There is an old saying that goes along the lines of Be careful what you wish for, it might come true. This seems to be especially true when traders have moved from unprofitable to profitable.
Traders traditionally wish/hope/pray for a rising equity curve but when they get one all sorts of interesting things begin to happen inside their heads. Small nagging doubts begin to appear about the integrity of the market and the potential for both continued gains and the possibility of holding onto what they already have.
Once this chain reaction of doubt and fear begins to take hold the trader is not long for this world as the discipline required to successfully execute a trading plan slowly dissipates. As the trader falls apart, they snatch defeat from the jaws of victory.
However, locking in a gain early is precisely how you will go broke. Consider the following from Jesse Livermore.
“I did precisely the wrong thing. The cotton showed me a loss and I kept it. The wheat showed me a gain and I sold it out. Of all speculative blunders there are few greater than trying to average a losing game. Always sell what shows You a loss and keep what shows You a gain. That was so obviously the wise thing to do and was so well known to me that I marvel at myself for doing the reverse
Trading can be a scary business particularly when you have unrealised gains on the table as many traders have at present. However, some of this fear can be neutralised if traders understand and reflect upon what is occurring between their ears.
Traders quite naturally engage the market as if they were trying to minimise their exposure to mistakes and the fear of mistakes. Ego defensiveness is a natural behaviour. Trading is different from other forms of work because we face this issue regularly simply due to the volume of transactions we engage in. It is doubtful that property investors would face this more than once in their careers simply because their turnover or activity is so low.
This avoidance mechanism can take two forms both are equally destructive to the trader.
As the market moves against the trader information that justifies the original decision will be sought out. Thereby delaying the loss. It is embarrassing to take a loss and our variety of ego-preservation mechanisms will do almost anything to dodge this situation. So rather than acting logically to preserve your capital you engage in the various mantras that traders have such as it is a good share and good shares always come back. Or my favourite, we still get the dividend.
As the market moves with the trader information that confirms the possibility of a pullback will be given added weight- whenever markets have been running for some time crash theories abound as chicken little prognosticators run around yelling that the sky is falling.
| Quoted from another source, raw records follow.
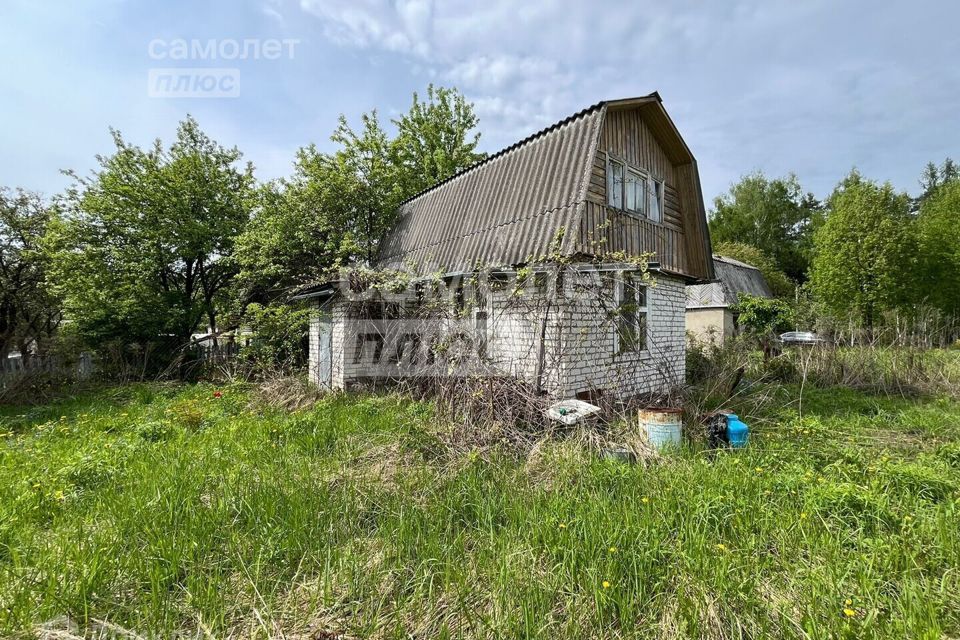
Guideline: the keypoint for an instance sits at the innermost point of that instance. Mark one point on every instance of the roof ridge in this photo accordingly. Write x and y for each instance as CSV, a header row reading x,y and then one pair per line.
x,y
506,150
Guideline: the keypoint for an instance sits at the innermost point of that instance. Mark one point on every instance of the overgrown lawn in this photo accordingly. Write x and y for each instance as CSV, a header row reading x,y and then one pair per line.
x,y
189,509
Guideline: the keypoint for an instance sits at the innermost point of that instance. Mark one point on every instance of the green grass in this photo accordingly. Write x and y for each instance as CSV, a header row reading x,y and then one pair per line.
x,y
164,510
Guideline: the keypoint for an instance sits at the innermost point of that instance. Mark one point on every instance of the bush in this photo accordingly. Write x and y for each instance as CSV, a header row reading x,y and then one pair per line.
x,y
278,338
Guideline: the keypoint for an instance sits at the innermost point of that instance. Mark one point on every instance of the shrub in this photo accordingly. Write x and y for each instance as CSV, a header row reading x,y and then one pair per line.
x,y
278,336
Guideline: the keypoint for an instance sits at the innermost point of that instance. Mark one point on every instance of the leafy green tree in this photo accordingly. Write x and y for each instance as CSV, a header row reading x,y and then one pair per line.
x,y
939,239
865,250
781,285
435,139
762,319
338,206
29,312
773,215
934,177
143,250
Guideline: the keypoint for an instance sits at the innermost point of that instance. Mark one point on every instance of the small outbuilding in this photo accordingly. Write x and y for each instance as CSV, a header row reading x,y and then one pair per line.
x,y
710,315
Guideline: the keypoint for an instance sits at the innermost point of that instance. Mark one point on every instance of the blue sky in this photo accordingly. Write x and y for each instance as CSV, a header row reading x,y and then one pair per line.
x,y
813,87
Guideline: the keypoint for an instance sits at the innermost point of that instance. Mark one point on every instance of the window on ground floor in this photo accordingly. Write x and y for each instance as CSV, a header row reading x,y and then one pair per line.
x,y
632,310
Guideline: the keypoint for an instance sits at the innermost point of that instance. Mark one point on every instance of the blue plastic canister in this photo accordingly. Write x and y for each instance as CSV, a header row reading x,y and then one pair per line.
x,y
737,431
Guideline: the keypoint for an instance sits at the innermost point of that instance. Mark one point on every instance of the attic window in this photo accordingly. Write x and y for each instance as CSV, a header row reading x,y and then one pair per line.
x,y
635,192
655,212
615,184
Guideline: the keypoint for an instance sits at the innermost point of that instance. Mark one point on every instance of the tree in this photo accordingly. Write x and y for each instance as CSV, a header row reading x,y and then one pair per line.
x,y
143,252
435,139
29,312
774,216
338,206
781,285
939,242
933,177
865,250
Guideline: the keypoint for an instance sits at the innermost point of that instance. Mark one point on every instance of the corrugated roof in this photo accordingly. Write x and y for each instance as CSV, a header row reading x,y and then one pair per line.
x,y
510,207
504,209
735,278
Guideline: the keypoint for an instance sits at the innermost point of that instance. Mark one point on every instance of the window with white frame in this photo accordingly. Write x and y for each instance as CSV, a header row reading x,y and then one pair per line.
x,y
634,190
615,184
632,310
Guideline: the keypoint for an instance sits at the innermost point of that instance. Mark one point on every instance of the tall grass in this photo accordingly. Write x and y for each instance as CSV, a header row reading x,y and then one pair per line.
x,y
167,510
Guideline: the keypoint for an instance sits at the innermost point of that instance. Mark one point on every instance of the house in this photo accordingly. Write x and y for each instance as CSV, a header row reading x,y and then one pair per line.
x,y
710,315
564,258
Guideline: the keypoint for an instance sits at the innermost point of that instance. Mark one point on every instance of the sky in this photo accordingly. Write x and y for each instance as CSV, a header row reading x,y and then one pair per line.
x,y
812,87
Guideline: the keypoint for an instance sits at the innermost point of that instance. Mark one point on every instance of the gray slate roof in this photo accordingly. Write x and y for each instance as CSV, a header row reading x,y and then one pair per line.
x,y
503,210
734,277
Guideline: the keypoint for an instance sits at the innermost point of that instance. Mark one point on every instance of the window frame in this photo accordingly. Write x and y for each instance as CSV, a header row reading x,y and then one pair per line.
x,y
656,194
647,179
641,315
This fear of losing open equity is a particularly powerful stimulus among traders so these stories are given extraordinary weight and positions closed too early.
Fear is an almost constant companion of the nervous trader. However fear does not usually exist in the present, it is an anticipatory response. The trader creates the fear in their imagination either by thinking back to previous events or by prequalifying the present fear by thinking forward.
Fear enters into our psyche in two forms.
Chronic fear.
This is more commonly referred to as worry and is of a relatively low intensity spread out over an extended period of time. It permeates all thoughts and actions on an everyday basis.
Chronic fear is a motivation eater and will stifle attempts to move forward. Some of the things we worry about are important most are not. Many are outside the realm of a trader’s influence. To combat chronic fear drag you need to drag yourself back to the present. For example, if you are fearful of a pullback in the market wiping out your open positions simply make certain that you have a well thought out plan for dealing with reversals..
This does not mean that you pick an exit level so close to the current market that you will be stopped out by the smallest perturbation. It means accepting that markets move and will go both up and down and there is nothing you can do about it other than to ride the trend.
Acute fear.
Acute fear can be a tremendous impediment to the trader. It is short-term, intense and can lead to a failure to perform. Interestingly it often manifests itself in a failure to add to positions via pyramiding. It is felt in the present, but it is still an anticipatory response based on future perceptions of what might happen if you undertake a given path.
Markets are uncertain; at times they do things that take us by surprise. But uncertainty is the default setting for markets since no one can predict the future. However, being profitable should not take us by surprise since this is the outcome of a robust system and is therefore something we expect. Being nervous in a market that is doing what you would like is an interesting phenomenon and one that requires a high degree of self-reflection by the trader.
Once again we are back to trading being an internal rather than external issue.